Skip to content

Particulate matter more serious than CO2

Particulate matter more serious than CO2

Particulate matter more serious than CO2

I would like to add to the letter by Mr. Fred Oud in your March 22 issue.

Firstly I am sitting in my house warmed by electricity from an hydro electric plant, not from Alberta thermal plants. Secondly, I like the smell of wood smoke and have no problem with wood burning.

That being said I take issue with wood burning being a carbon neutral process in some way superior to coal or oil burning. Burning of all fuels releases carbon dioxide into the atmosphere, along with particulate matter.

Fuels, wood, coal, oil, gas or biomass all depend upon the conversion of carbon, hydrogen, oxygen, nitrogen and sulphur in some cases into heat, products of combustion and ash.

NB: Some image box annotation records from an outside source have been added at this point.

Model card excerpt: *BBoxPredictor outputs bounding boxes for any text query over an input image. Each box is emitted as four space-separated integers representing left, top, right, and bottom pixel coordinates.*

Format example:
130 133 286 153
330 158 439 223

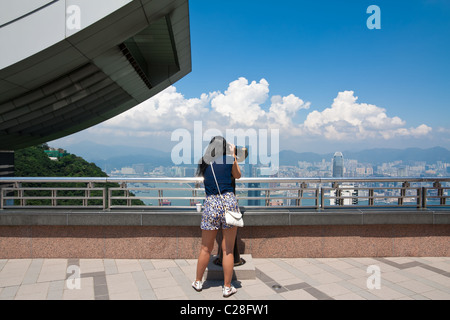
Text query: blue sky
54 0 450 153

Those fuels with the lowest calorific value, wood and biomass, require more fuel to produce the same heat as those with higher calorific value.

CO2 in the atmosphere is taken up by plants and reconverted into carboniferous material, wood or biomass that is true, as it is also true for coal , oil and gas although the process takes much longer.

The combustion products are always, CO2 or CO if the fuel air ratio in incorrect, and it usually is in wood stoves, SO2 and N2, H2O and ash; the byproduct is heat.

The aim of the anti fuel burning cabal is the reduction of CO2. I personally believe the ash or particulate matter is the more deleterious product causing respiratory problems, which are on the increase. The cabal should focus on the reduction of particulates before focusing on the CO2 level.

In the 1930s some British scientist determined that the CO2 percentage in the atmosphere was 3.1 per cent or thereabouts, and the population was two billion persons. Now the population is seven billion. Do the math; each person expels about two litres of CO2 each breath, times 20 breaths per minute, times 60 per hour times 24 per day times 365 days per year, times 7,000,000,000 times 80 years. This comes to quite a lot of litres. ( 1,177,344 x 10 the 19th power.) The CO2 percentage these days is about 3.7 per cent. Perhaps we should pop off a few people — but perhaps I am being facetious .

Fuel burning is not the problem if the CO2 level is really a problem and not just an excuse to tax.